Qwen2.5-7B-DistilPrism is designed for efficient, high-quality text generation with strong reasoning capabilities. It is well-suited for:

Advanced Reasoning & Problem Solving: Excels in logic-heavy tasks and multi-step reasoning problems.
Conversational AI: Optimized for fluid, responsive dialogue, reducing refusals and improving engagement.
Mathematical & Scientific Computation: Enhanced math & code generation abilities compared to standard distillations.
Content Creation & Summarization: Generates coherent and contextually rich text suitable for various applications.

📜 License

This model is released under the MIT License.

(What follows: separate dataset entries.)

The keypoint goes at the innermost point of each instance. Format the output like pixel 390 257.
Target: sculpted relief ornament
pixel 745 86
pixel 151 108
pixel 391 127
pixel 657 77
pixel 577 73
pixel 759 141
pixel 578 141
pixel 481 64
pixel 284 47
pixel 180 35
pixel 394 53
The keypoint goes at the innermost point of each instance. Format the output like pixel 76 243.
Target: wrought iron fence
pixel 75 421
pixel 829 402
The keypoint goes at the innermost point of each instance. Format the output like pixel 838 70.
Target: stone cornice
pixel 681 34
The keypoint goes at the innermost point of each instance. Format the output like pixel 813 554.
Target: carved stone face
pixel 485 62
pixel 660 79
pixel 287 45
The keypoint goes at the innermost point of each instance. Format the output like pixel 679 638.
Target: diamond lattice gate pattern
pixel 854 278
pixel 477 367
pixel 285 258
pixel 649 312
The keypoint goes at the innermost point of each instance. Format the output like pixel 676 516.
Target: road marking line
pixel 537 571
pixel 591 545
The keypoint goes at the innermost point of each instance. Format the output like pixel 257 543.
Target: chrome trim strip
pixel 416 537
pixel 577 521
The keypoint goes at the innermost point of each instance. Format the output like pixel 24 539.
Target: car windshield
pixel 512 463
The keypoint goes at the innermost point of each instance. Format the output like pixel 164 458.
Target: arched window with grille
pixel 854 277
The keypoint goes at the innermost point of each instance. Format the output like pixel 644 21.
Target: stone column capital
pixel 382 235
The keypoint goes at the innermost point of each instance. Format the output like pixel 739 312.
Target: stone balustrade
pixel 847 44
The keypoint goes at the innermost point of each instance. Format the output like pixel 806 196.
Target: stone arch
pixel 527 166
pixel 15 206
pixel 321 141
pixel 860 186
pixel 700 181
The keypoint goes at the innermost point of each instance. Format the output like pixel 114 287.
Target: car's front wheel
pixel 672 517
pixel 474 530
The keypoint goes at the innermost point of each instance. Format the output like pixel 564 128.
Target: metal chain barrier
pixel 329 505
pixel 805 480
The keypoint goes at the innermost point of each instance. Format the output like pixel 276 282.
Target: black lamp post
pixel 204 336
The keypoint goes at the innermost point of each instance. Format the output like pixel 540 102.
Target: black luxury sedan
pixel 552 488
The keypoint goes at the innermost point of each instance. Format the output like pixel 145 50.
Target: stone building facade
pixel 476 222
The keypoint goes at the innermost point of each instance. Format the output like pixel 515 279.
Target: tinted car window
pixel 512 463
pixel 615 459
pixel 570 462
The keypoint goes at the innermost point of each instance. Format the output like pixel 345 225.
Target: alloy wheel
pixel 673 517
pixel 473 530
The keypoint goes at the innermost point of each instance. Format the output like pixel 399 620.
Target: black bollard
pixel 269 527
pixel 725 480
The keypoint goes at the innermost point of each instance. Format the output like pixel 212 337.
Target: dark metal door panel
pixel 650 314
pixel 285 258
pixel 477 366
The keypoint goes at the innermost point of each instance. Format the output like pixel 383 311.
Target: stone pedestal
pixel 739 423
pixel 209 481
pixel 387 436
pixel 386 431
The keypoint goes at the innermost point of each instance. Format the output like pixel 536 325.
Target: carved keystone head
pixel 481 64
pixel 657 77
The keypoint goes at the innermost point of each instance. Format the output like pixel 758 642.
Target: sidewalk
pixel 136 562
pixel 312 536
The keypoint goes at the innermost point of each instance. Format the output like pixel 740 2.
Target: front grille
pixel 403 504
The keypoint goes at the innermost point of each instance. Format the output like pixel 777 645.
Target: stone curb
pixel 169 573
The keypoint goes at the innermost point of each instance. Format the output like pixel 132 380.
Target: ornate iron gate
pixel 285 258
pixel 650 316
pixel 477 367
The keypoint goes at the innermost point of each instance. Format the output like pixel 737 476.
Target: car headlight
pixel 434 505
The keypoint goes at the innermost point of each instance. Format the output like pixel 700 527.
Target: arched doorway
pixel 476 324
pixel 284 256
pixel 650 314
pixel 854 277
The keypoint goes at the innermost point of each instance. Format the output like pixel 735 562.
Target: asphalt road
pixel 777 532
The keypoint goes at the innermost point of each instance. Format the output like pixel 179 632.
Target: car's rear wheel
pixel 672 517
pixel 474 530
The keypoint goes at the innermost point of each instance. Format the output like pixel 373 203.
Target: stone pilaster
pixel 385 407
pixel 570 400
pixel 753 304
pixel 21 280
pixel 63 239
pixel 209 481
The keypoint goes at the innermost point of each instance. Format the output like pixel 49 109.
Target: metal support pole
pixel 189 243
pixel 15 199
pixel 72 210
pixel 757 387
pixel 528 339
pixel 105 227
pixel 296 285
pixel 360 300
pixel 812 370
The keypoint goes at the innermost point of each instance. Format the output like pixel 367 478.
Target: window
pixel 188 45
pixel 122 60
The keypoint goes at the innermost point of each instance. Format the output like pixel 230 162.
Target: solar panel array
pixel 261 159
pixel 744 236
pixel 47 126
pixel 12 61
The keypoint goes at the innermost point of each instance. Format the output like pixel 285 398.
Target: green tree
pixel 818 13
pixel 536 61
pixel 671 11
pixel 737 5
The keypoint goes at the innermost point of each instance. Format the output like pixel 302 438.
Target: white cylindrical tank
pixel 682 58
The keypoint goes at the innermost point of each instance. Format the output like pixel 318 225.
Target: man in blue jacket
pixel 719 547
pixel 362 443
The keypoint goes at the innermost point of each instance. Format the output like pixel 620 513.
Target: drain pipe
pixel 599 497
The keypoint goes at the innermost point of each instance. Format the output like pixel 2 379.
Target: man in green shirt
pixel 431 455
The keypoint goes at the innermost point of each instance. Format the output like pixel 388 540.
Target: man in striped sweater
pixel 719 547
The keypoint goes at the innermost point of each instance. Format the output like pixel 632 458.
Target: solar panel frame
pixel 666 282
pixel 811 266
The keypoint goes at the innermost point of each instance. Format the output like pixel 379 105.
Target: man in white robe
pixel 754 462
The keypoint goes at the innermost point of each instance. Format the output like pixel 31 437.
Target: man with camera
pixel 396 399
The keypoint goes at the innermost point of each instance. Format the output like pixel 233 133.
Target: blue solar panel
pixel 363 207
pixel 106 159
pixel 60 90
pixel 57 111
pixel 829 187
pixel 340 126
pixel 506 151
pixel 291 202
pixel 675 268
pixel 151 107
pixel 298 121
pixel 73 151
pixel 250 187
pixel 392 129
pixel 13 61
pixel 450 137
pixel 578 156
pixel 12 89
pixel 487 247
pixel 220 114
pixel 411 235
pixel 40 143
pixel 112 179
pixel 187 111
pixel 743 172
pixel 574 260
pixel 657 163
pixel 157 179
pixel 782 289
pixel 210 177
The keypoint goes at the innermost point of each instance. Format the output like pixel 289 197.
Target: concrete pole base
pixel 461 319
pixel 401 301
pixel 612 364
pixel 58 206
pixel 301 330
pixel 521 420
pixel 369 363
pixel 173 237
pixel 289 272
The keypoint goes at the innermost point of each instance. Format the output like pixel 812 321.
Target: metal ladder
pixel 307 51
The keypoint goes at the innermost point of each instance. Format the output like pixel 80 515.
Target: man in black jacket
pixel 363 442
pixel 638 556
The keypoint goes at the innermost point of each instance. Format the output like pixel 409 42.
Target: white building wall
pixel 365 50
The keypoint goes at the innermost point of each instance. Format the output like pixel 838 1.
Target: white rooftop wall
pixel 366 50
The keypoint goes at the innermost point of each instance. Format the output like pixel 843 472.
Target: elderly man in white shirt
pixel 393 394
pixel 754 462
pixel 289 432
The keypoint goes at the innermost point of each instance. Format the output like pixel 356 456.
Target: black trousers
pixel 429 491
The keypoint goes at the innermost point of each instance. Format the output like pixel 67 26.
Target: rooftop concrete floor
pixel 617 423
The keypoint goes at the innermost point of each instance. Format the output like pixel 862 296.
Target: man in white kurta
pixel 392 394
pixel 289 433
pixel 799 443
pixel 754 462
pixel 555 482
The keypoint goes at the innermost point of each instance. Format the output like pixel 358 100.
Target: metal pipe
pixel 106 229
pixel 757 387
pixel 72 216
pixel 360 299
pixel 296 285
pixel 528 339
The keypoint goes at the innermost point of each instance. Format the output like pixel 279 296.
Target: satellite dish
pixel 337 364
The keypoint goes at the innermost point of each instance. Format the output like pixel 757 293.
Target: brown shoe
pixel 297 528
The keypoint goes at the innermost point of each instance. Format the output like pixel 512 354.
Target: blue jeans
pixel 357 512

📊 Benchmark Results (Coming Soon)

We are currently in the process of quantizing and benchmarking this model. Stay tuned for performance updates across:

IFEval (0-Shot)
BBH (3-Shot)
MATH (4-Shot)
GPQA (0-Shot)
MuSR (0-Shot)
MMLU-PRO (5-Shot)

🙏 Special Thanks

This project wouldn't be possible without the incredible contributions from:

@huihui-ai – For developing DeepSeek-R1-Distill-Qwen-7B-abliterated-v2, a bold step towards improving model alignment.
@mobiuslabsgmbh – For refining distillation techniques with DeepSeek-R1-ReDistill-Qwen-7B-v1.1.
@Triangle104 – For crafting innovative merges like DSR1-Distill-Qwen-7B-RP, an essential component in this blend.
@deepseek-ai – For open-sourcing DeepSeek-R1-Distill-Qwen-7B, a foundation for reasoning advancements.